Plusieurs scènes de la première partie se rapprochent de la manière dont l’artiste vidéo Bill Viola concevait la vidéo : « Pas de début/Pas de fin/Pas de direction/Pas de durée – La vidéo comme esprit. » D’ailleurs, Glazer aurait-il vu The Messenger, qui partage en tout point l’image de ces hommes claustrés dans le fameux liquide noir où l’extraterrestre amène ses proies?

Johansson est distante, froide; poupée mécanique qui se transforme soudain en charmante jeune femme lorsque vient le temps d’enjôler. Les caméras cachées, installées un peu partout dans la ville de Glasgow par la direction photo, promulguent le sentiment qu’elle surveille; elles mettent savamment l’accent sur sa position d’observateur-prédateur en chasse. Bien qu’elle s’affaire de sa mission avec efficacité, la compassion des hommes qu’elle rencontrera l’affecte. Désorientée, ne sachant plus quoi faire, elle suivra un homme jusqu’à chez lui. Inversion des rôles? Cependant, elle oublie que sous sa peau, rien d’humain ne gît.

Il serait très délicat de s’entretenir plus longtemps sur les éléments scénaristiques de ce film, car ils sont ténus, réduits à leur plus simple expression. Ce qui pourrait en irriter plus d’un, bien sûr. Mais Glazer aime parsemer ses films de « trous »; il appelle un spectateur actif, lui laissant l’intime soin de remplir, de relier tous les points qu’il laisse dans la trame narrative comme le petit Poucet dans la forêt.

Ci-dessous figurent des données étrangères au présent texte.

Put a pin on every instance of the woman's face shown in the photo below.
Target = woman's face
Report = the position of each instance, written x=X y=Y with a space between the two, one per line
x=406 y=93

Forêt où Johansson ira se réfugier après avoir expérimenté l’horrible constat : « Je ne suis qu’une enveloppe. » Se serait-elle fait prendre au jeu de sa propre séduction? Ou de sa curiosité? Plutôt de sa compassion, serions-nous tentés de répondre. Violente ironie, le dernier humain qui croise sa route enfilera la peau du grand méchant loup dépourvu, lui, de toute compassion. La scène finale est d’une beauté plastique remarquable concluant un conte cruel signé, pour tout dire, n’en déplaise à Arletty, par un cinéaste qui a une sacrée gueule d’atmosphère.